Read The Other Side of the Sky Page 15


  I didn’t bother to watch the landing, for I could rely on Max to do his usual flawless job. Instead, I hurried down to the air lock and waited with what patience I could muster for the opening of the doors that barred me from Liala.

  It seemed an age before Max completed the routine air check and gave the ‘Outer Door Opening’ signal. I was through the exit before the metal disc had finished moving, and stood at last on the rich soil of Arcady.

  I remembered that I weighed only forty pounds here, so I moved with caution despite my eagerness. Yet I’d forgotten, living in my fool’s paradise, what a fractional gravity could do to the human body in the course of two hundred generations. On a small planet, evolution can do a lot in five thousand years.

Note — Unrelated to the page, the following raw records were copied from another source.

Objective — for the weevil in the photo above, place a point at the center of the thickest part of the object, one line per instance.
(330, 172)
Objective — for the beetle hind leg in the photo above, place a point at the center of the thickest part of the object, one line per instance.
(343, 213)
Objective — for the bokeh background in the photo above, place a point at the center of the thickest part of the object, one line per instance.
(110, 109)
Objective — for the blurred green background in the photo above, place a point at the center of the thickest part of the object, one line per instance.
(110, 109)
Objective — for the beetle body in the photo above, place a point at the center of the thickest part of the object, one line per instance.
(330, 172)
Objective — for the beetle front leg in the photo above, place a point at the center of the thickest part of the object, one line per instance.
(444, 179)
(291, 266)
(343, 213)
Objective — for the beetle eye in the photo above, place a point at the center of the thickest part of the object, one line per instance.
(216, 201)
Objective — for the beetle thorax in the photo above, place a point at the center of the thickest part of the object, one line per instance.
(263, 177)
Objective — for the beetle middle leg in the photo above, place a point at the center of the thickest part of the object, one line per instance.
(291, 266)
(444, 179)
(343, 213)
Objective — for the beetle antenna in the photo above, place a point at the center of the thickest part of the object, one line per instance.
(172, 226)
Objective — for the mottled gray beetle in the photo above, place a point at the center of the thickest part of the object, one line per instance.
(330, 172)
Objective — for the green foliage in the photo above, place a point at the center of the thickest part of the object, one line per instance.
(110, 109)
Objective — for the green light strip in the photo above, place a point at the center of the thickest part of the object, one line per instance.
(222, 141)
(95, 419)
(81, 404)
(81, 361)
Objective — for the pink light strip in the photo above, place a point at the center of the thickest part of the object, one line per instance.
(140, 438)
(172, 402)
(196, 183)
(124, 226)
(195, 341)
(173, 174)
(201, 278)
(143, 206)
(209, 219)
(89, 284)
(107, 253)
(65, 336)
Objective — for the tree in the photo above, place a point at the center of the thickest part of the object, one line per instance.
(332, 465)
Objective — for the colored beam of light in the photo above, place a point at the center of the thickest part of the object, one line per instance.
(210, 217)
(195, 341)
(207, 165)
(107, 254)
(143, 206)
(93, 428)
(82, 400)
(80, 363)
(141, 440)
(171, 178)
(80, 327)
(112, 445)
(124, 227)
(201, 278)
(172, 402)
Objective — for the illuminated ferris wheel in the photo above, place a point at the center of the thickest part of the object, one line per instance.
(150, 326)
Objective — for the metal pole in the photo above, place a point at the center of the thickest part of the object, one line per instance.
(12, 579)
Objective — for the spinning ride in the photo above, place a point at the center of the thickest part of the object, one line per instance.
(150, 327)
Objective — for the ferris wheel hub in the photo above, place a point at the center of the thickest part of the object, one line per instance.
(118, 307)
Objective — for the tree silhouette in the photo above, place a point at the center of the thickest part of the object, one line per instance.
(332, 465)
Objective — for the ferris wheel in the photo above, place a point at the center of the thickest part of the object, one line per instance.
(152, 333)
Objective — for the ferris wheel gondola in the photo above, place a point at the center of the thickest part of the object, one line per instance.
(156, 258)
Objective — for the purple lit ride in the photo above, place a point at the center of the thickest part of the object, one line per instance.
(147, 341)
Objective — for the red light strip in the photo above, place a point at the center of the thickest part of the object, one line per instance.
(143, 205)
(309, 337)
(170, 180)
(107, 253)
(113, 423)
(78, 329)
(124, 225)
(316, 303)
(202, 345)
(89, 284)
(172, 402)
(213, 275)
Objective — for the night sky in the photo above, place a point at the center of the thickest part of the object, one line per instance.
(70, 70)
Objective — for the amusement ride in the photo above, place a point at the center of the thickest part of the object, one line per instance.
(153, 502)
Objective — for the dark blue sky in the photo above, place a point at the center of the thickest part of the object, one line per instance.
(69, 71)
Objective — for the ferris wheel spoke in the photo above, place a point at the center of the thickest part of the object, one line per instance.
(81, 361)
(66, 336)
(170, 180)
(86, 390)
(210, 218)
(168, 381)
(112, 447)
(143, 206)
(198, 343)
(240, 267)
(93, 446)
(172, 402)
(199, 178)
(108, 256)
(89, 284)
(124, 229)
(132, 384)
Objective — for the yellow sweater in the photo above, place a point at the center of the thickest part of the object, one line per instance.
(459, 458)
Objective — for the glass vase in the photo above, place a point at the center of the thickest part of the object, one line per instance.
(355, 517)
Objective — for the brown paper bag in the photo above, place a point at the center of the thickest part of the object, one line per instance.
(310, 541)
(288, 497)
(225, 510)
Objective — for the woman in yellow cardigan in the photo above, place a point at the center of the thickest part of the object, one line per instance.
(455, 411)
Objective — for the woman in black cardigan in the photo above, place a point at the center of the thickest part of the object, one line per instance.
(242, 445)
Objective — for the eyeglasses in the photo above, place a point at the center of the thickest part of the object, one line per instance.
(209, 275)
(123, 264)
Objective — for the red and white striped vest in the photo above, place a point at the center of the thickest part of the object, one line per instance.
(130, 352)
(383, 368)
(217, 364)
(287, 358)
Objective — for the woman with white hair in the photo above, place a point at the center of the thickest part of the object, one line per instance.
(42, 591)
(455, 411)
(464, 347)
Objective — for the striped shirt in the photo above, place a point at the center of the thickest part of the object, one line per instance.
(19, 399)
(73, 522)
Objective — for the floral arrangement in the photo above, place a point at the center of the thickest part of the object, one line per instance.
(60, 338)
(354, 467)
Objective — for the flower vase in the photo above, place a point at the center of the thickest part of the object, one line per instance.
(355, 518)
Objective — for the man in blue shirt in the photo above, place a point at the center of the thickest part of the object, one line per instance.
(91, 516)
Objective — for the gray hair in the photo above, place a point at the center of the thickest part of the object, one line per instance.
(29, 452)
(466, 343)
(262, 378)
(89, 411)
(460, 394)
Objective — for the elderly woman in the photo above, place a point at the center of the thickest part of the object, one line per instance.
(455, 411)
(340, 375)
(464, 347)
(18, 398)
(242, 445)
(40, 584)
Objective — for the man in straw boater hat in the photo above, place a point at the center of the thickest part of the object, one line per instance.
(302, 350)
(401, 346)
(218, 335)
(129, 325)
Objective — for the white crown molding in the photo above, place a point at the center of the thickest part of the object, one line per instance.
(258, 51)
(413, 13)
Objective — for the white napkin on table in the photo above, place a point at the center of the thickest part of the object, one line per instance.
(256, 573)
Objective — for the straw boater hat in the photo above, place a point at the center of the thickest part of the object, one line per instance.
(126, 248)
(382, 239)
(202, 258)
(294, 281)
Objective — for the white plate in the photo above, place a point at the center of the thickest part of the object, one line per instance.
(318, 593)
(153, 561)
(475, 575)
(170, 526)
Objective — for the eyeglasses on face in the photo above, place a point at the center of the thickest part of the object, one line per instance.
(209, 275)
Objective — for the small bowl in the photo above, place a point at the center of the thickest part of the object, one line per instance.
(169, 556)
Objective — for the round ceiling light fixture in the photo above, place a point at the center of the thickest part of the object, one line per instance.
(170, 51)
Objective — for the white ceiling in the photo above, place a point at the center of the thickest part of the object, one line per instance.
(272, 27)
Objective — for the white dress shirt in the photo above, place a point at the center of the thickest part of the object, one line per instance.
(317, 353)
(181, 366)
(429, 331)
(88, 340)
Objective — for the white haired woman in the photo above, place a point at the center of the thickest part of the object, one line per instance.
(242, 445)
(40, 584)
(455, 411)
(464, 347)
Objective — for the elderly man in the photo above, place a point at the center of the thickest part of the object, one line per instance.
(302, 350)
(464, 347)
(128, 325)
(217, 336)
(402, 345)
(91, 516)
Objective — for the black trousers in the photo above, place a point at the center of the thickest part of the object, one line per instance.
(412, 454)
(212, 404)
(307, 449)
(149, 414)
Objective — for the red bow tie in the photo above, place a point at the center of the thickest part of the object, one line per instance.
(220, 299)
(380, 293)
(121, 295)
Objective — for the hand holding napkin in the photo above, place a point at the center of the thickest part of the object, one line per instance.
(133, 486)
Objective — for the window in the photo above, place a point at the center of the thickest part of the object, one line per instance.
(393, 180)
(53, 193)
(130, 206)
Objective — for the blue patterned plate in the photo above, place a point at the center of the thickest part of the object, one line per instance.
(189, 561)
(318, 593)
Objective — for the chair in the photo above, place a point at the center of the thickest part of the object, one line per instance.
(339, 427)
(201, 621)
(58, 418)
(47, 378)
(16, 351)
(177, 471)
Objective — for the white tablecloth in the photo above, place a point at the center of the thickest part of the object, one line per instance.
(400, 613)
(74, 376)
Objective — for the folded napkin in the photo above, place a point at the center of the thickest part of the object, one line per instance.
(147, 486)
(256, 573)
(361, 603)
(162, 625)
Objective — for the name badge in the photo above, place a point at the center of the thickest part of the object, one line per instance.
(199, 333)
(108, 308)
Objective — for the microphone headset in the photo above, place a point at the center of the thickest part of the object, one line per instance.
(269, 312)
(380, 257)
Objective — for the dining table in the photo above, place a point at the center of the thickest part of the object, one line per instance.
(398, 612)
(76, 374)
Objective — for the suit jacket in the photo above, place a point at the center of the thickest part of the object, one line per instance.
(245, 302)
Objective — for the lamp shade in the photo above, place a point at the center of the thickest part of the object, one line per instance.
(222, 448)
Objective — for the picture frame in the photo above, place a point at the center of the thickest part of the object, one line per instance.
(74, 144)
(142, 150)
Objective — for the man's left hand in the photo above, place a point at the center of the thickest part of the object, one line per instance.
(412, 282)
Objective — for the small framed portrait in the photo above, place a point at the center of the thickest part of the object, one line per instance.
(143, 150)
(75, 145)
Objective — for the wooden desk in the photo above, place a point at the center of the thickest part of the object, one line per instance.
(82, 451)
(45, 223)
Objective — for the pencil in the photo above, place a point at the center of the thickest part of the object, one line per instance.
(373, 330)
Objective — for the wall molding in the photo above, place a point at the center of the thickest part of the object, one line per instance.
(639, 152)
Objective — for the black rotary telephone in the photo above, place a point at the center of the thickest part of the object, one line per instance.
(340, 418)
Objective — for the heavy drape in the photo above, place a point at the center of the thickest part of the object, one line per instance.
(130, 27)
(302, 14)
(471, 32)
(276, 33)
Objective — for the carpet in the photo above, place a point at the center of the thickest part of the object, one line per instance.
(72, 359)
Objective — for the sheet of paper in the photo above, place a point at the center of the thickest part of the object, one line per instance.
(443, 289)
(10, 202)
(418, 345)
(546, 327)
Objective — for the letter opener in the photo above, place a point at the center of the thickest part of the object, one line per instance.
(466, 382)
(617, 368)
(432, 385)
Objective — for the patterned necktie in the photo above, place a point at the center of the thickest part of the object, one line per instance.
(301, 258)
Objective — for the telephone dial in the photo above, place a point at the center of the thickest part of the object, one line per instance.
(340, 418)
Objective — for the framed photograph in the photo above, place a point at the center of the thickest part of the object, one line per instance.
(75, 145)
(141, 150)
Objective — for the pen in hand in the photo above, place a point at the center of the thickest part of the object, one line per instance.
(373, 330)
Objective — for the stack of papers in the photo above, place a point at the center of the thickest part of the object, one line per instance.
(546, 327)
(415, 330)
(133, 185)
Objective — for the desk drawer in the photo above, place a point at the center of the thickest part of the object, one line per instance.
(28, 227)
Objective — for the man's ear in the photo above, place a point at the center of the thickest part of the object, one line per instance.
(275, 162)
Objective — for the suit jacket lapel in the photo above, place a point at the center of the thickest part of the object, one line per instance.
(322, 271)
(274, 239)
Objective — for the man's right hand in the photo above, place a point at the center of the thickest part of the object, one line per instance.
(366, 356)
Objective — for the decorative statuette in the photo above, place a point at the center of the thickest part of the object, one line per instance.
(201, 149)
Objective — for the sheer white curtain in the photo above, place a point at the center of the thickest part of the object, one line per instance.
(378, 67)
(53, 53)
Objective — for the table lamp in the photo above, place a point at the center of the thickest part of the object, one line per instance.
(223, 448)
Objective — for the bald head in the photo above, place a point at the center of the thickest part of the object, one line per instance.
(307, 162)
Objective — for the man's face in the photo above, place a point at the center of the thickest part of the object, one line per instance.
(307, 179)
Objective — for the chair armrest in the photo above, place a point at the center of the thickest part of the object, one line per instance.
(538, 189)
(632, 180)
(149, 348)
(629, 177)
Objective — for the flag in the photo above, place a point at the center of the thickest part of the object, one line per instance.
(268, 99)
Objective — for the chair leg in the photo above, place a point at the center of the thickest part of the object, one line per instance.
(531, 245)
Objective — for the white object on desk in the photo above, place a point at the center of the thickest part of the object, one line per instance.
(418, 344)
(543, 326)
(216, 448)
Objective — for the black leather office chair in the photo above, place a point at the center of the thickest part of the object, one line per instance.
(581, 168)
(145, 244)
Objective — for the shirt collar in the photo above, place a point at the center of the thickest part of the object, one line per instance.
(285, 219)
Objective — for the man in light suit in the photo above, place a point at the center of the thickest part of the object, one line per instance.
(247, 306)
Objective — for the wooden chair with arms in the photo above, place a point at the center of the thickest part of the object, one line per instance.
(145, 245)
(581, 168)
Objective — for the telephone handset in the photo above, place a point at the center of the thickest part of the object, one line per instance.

  Liala was waiting for me, and she was as lovely as her picture. There was, however, one trifling matter that the TV screen hadn’t told me.

  I’ve never liked big girls, and I like them even less now. If I’d still wanted to, I suppose I could have embraced Liala. But I’d have looked like such a fool, standing there on tiptoe with my arms wrapped around her knees.

  The Star

  First published in Infinity Science Fiction, November 1955

  Collected in The Other Side of the Sky

  Written as an entry for a short story competition run by the Observer newspaper, on the subject ‘2500 AD.’, ‘The Star’ wasn’t even a runner-up. However, on magazine publication, it received a Hugo award in 1956. More recently, it was turned into a TV play for Christmas 1985. Although I thought the timing was appropriate, it could hardly be called seasonal fare. I never imagined that one day I would be lecturing in the Vatican.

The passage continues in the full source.